Further, we can see that 158.70+270.00+183.75+698.50 = 1310.95. Thus, it is not equal to SST, which is 1878.5 (see here regarding how to calculate SST). Thus, it is consistent with what I discussed in another post, namely SSA | B, AB + SSB | A, AB + SSAB | A, B + SSE ≠ SST for Type 3 ANOVA.
Step 4 (optional): Type 2 vs. Type 3 ANOVA in R
If you test the same data for Type 2 ANOVA, you will see the following output.
Anova Table (Type II tests) Response: sales Sum Sq Df F value Pr(>F) cities 984.15 1 8.4537 0.02707 * stores 93.75 1 0.8053 0.40408 cities:stores 183.75 1 1.5784 0.25569 Residuals 698.50 6 --- Signif. codes: 0 ‘***’ 0.001 ‘**’ 0.01 ‘*’ 0.05 ‘.’ 0.1 ‘ ’ 1
If you use You might have question why Type 2 ANOVA dose not have the output for the intercept here, where there is intercept in Type 3 ANOVA in R.

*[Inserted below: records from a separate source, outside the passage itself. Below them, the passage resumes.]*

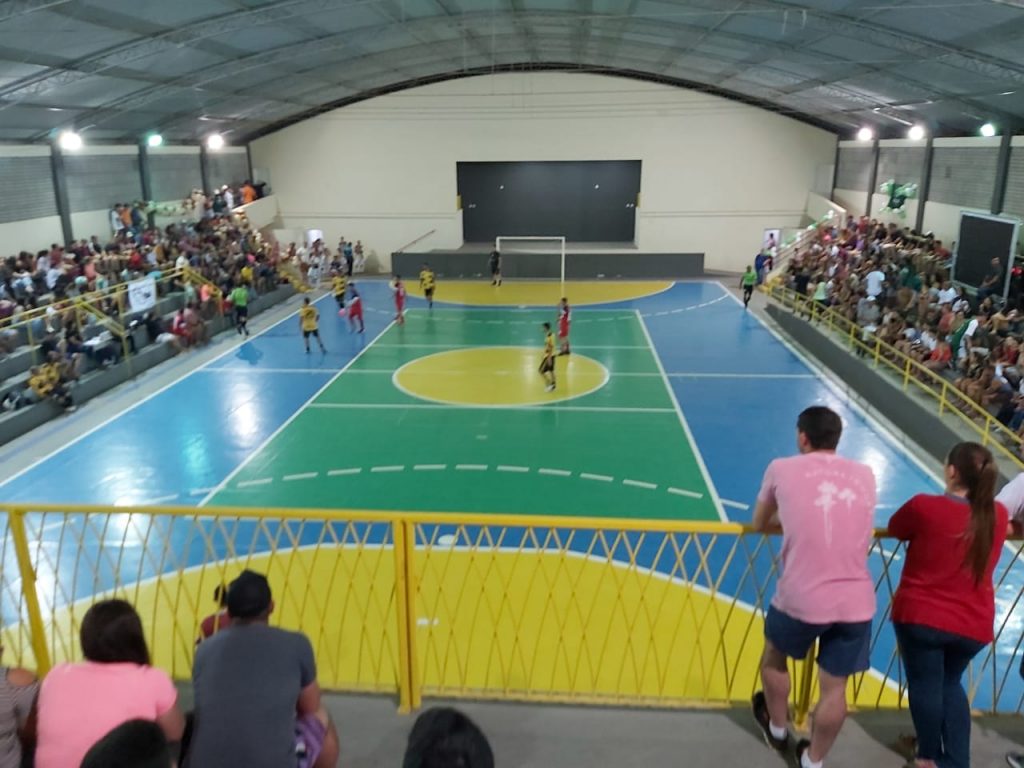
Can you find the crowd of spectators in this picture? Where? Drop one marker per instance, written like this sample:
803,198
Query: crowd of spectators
895,285
257,700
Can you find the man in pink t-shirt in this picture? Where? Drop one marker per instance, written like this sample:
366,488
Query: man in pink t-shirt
824,507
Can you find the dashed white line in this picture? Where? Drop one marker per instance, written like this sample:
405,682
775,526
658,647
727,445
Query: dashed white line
346,471
554,472
687,494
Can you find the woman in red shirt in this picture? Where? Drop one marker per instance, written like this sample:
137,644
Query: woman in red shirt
944,607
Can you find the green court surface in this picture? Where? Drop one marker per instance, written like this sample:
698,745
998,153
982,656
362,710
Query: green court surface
448,413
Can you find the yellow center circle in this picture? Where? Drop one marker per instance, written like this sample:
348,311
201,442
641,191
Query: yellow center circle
498,377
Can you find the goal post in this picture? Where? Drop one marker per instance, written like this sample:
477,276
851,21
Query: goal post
537,252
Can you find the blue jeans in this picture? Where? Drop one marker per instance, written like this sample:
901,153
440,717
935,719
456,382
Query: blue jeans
934,662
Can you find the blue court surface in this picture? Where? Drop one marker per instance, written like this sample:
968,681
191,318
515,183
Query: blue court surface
738,386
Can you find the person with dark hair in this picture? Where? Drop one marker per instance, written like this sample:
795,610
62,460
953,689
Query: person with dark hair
945,604
257,700
443,737
823,505
81,702
215,622
135,743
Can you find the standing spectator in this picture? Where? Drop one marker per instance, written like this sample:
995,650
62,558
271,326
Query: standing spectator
79,704
824,506
945,605
17,700
257,700
443,737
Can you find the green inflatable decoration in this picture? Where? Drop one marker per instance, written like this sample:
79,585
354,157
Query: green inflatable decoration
897,195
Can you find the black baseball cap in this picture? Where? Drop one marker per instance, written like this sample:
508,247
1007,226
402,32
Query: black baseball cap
249,595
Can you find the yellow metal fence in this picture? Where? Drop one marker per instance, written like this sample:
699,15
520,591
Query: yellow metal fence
513,607
913,377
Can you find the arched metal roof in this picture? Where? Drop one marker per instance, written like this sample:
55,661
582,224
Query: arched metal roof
119,70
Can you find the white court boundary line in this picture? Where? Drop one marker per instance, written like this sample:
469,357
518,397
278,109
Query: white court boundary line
712,491
153,394
259,449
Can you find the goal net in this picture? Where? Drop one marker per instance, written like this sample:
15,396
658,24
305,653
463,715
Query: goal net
541,257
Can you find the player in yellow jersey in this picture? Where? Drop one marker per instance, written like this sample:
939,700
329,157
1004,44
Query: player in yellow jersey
309,322
548,361
427,283
339,284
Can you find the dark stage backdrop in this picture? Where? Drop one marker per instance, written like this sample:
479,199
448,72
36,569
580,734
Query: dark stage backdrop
585,202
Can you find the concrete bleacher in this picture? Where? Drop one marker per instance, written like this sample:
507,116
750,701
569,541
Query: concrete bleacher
94,380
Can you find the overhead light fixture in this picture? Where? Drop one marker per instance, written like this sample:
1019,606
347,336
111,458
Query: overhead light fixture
70,140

This is due to the fact that Type III ANOVA is equal to the linear regression model below. However, this is not the case for Type I or Type II ANOVA.
sales = b0 + b1 cities + b2 stores +b3 cities*stores
To verify that, we can test the same data using linear regression. That is, the following is the linear model we are going to test.
# Linear regression for the same data
estimated_coefficients <- lm(sales ~ cities*stores, data = df)
summary(estimated_coefficients)
Output:
> summary(estimated_coefficients) Call: lm(formula = sales ~ cities * stores, data = df) Residuals: Min 1Q Median 3Q Max -15.000 -3.125 -1.000 3.875 15.000 Coefficients: Estimate Std. Error t value Pr(>|t|) (Intercept) 20.000 6.229 3.211 0.0184 * citiesCity2 -11.500 9.850 -1.168 0.2873 storesstore2 15.000 9.850 1.523 0.1786 citiesCity2:storesstore2 -17.500 13.929 -1.256 0.2557 --- Signif. codes: 0 ‘***’ 0.001 ‘**’ 0.01 ‘*’ 0.05 ‘.’ 0.1 ‘ ’ 1 Residual standard error: 10.79 on 6 degrees of freedom Multiple R-squared: 0.6282, Adjusted R-squared: 0.4422 F-statistic: 3.379 on 3 and 6 DF, p-value: 0.09539
We can see that all the p-values in linear regression are consistent with Type 3 ANOVA, but not Type 2 ANOVA.